The FDIC brought this action in South Carolina federal district court in March 1991, seeking to foreclose on the mortgage against Prince George. In May 1991 Prince George filed a motion to stay the foreclosure action pending the disposition of the Texas action. The South Carolina district court denied Prince George's motion for stay in July 1991.

In August 1991 the FDIC filed a motion for summary judgment in the South Carolina foreclosure action. Prince George opposed the motion with an affidavit of Lloyd Kapp, an officer of Prince George Corporation. Prince George filed an amended answer and counterclaims in the South Carolina action in December 1991, asserting the same basic claims that it had asserted in the Texas action.

At a hearing in March 1992, the FDIC requested that the South Carolina district court enter summary judgment in the foreclosure action based on the res judicata effect of the Texas district court order. The South Carolina district court granted summary judgment one week later, and Prince George filed this timely appeal.3 Thereafter, Prince George filed a motion for supersedeas and a motion for reconsideration, contending that the Texas district court's order was not entitled to res judicata effect because it was not a final order.

In July 1992 the Texas district court granted summary judgment in favor of the remaining Defendants and entered final judgment. Prince George then withdrew its motion for reconsideration in the foreclosure action and argued the motion for supersedeas. In August 1992 Prince George filed a motion for reconsideration and motion for stay in the Texas action. The Texas district court denied the stay request and entered an order in September 1992 awarding FDIC attorney's fees in addition to the principal and interest previously awarded. Prince George's motion for reconsideration is still pending in the Texas district court. Prince George has no present appeal to the Fifth Circuit Court of Appeals.

In this appeal, Prince George moved to stay the foreclosure sale pending the outcome of the appeal in the Fifth Circuit or to transfer the appeal; we denied the motions. Prince George Corporation filed an involuntary petition in bankruptcy against Prince George Joint Venture on August 24, 1992. After three hearings, the bankruptcy court lifted the automatic stay.

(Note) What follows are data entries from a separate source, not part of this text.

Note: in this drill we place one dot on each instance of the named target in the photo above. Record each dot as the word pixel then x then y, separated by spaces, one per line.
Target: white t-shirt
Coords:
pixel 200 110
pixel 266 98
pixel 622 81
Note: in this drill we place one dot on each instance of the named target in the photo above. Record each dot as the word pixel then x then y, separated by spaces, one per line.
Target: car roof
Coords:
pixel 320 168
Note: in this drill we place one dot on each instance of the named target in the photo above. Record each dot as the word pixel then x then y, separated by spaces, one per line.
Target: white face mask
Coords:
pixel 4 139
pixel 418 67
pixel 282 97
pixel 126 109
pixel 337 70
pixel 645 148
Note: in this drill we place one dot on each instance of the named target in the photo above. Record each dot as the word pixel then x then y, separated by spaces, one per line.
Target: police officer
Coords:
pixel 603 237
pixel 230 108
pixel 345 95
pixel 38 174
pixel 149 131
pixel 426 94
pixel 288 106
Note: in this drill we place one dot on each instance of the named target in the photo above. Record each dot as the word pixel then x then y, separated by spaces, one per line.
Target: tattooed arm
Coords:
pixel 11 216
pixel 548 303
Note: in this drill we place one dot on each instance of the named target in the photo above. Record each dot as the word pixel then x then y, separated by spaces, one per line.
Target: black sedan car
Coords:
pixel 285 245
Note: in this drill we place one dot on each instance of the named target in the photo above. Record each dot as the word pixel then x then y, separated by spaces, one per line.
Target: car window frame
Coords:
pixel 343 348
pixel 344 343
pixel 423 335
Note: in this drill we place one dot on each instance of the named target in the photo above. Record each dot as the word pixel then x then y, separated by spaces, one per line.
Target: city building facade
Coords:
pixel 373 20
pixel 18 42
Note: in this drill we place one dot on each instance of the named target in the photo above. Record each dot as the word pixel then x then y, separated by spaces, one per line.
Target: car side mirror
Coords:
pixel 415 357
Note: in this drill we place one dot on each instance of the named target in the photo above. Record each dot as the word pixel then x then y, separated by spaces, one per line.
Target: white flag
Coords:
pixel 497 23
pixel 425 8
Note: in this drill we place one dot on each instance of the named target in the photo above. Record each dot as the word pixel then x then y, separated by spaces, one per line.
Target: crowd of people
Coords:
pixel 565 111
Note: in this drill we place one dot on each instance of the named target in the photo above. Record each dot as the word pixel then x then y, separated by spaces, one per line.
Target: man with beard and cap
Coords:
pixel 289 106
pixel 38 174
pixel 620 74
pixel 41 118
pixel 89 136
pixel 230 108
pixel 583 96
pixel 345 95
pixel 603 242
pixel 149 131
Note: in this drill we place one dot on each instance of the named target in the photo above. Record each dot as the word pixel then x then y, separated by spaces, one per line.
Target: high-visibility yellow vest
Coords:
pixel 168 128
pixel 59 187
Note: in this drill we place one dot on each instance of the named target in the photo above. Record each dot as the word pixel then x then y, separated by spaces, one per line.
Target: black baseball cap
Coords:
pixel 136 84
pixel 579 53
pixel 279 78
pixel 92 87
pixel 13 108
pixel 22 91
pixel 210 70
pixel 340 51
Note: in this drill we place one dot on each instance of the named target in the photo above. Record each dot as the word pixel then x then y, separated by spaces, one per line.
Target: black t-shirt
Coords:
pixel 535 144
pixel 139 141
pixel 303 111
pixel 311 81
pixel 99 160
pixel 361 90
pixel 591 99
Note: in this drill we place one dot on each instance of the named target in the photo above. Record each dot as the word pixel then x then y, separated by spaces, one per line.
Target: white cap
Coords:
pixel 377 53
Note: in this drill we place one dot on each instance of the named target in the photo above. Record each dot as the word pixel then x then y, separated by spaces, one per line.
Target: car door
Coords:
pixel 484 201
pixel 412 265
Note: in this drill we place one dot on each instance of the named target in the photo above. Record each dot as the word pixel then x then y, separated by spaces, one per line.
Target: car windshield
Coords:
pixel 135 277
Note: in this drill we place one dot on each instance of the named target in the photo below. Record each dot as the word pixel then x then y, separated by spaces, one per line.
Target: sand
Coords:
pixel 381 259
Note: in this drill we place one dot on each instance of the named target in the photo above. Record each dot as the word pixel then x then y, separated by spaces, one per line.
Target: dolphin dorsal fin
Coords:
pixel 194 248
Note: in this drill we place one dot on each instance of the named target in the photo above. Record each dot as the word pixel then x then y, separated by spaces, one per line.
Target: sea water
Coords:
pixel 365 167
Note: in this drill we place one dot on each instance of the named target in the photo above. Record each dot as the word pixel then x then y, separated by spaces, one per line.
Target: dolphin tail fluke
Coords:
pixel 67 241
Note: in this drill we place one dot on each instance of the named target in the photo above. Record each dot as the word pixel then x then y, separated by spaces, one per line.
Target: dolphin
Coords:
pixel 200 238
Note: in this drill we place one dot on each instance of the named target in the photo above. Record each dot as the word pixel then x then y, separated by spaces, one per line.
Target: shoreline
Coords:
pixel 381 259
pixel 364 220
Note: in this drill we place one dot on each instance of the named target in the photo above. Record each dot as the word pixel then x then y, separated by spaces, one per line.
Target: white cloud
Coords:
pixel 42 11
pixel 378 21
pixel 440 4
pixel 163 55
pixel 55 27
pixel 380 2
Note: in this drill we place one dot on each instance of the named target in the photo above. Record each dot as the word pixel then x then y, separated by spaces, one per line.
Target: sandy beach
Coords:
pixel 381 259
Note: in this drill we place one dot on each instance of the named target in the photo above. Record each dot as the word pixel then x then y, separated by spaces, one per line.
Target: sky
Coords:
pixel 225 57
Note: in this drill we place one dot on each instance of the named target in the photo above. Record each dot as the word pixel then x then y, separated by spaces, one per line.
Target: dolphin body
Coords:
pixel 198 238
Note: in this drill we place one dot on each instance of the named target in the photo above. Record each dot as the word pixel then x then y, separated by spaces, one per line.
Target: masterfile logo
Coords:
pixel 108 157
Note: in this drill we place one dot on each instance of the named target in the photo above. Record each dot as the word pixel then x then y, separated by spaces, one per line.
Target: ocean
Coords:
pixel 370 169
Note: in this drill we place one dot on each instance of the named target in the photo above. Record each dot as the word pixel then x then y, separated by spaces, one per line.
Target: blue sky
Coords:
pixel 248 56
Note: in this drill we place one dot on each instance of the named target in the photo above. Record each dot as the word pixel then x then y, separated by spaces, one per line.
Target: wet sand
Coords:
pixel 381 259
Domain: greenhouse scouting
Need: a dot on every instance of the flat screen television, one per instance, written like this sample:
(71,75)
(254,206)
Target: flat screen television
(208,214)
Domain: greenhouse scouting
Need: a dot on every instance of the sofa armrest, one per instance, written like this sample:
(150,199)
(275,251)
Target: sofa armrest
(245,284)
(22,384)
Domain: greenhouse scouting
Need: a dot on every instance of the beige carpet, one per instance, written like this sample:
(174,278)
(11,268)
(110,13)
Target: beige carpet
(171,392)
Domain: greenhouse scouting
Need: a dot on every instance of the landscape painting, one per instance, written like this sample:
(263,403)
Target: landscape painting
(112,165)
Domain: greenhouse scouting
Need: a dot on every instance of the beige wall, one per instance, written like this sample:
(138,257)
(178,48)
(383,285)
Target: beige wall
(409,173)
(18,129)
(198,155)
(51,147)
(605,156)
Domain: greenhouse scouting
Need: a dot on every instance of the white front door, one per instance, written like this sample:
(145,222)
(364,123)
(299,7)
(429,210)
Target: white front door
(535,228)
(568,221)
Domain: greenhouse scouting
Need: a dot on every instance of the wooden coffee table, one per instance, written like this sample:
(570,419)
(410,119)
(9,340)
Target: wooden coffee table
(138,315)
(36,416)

The South Carolina district court conditionally granted Prince George's motion for supersedeas. However, when Prince George failed to file the bond, the foreclosure sale occurred on October 26, 1992. The FDIC bid $12,000,000 and was the highest bidder. The FDIC moved to dismiss this appeal due to Prince George's failure to comply with Fed. R. App. P. 30(b), but we denied that motion.

We review an award of summary judgment de novo. World-Wide Rights Ltd. Partnership v. Combe Inc., 955 F.2d 242 (4th Cir. 1992). Summary judgment is appropriate where there are no genuine issues of material fact and the moving party is entitled to judgment as a matter of law. Fed. R. Civ. P. 56(c); Anderson v. Liberty Lobby, Inc., 477 U.S. 242 (1986).